In the meantime, we should establish an agricultural crowdfunding association to provide risk education, strengthen supervision, modify platform operation and maintain the industry’s credibility. We should also improve the protection of agricultural crowdfunding investment, evaluate the risks of crowdfunding projects, strengthen online and offline credit check, and standardize agricultural crowdfunding by using the constraint mechanism.


Lastly, we should improve the credit of agricultural crowdfunding and strengthen the synergy of rural financial empowerment. Without credit support, the agricultural crowdfunding mechanism will not work properly.

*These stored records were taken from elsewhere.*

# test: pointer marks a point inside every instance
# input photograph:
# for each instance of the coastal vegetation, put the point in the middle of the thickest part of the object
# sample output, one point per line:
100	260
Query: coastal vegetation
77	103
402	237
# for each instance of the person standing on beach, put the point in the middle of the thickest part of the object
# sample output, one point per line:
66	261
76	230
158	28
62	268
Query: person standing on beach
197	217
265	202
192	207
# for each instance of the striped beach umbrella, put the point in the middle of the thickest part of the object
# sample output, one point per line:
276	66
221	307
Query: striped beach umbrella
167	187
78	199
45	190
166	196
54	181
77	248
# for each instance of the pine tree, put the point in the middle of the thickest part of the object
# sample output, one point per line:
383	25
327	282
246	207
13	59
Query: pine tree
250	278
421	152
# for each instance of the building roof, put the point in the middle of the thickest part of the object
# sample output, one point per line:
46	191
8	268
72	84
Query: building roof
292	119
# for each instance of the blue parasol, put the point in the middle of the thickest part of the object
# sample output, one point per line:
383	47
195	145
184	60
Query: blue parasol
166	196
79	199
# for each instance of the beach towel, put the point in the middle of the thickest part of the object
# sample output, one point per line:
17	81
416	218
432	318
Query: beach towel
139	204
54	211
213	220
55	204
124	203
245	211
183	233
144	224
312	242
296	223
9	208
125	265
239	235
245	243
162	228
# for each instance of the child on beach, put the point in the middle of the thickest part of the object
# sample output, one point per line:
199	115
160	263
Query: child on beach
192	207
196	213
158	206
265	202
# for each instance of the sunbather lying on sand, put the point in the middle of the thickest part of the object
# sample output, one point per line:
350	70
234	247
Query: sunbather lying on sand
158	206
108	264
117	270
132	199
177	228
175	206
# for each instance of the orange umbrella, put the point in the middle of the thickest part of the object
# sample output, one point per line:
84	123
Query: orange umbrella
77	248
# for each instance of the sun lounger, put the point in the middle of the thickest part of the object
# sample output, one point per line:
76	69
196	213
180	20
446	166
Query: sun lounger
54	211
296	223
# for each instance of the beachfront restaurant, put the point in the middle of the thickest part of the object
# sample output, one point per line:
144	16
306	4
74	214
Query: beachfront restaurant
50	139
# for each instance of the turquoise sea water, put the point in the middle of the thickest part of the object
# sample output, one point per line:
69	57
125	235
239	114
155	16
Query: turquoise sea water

To this end, we need to create a credit network, optimize the collective interactions, highlight the platform-building function of government and reduce political cost, striving to form a good credit environment for agricultural crowdfunding.


In specific, a credit and information disclosure system should be put in place to effectively overlook financial condition and core members of projects, clarify credit standards, risk control and credit checks, rewards and punishments, and establish the credit archives, to fundamentally raise the sense of integrity in crowdfunding for agriculture.

 

Zhang Zaisheng and Zhou Bowen are from the College of Management and Economics at Tianjin University.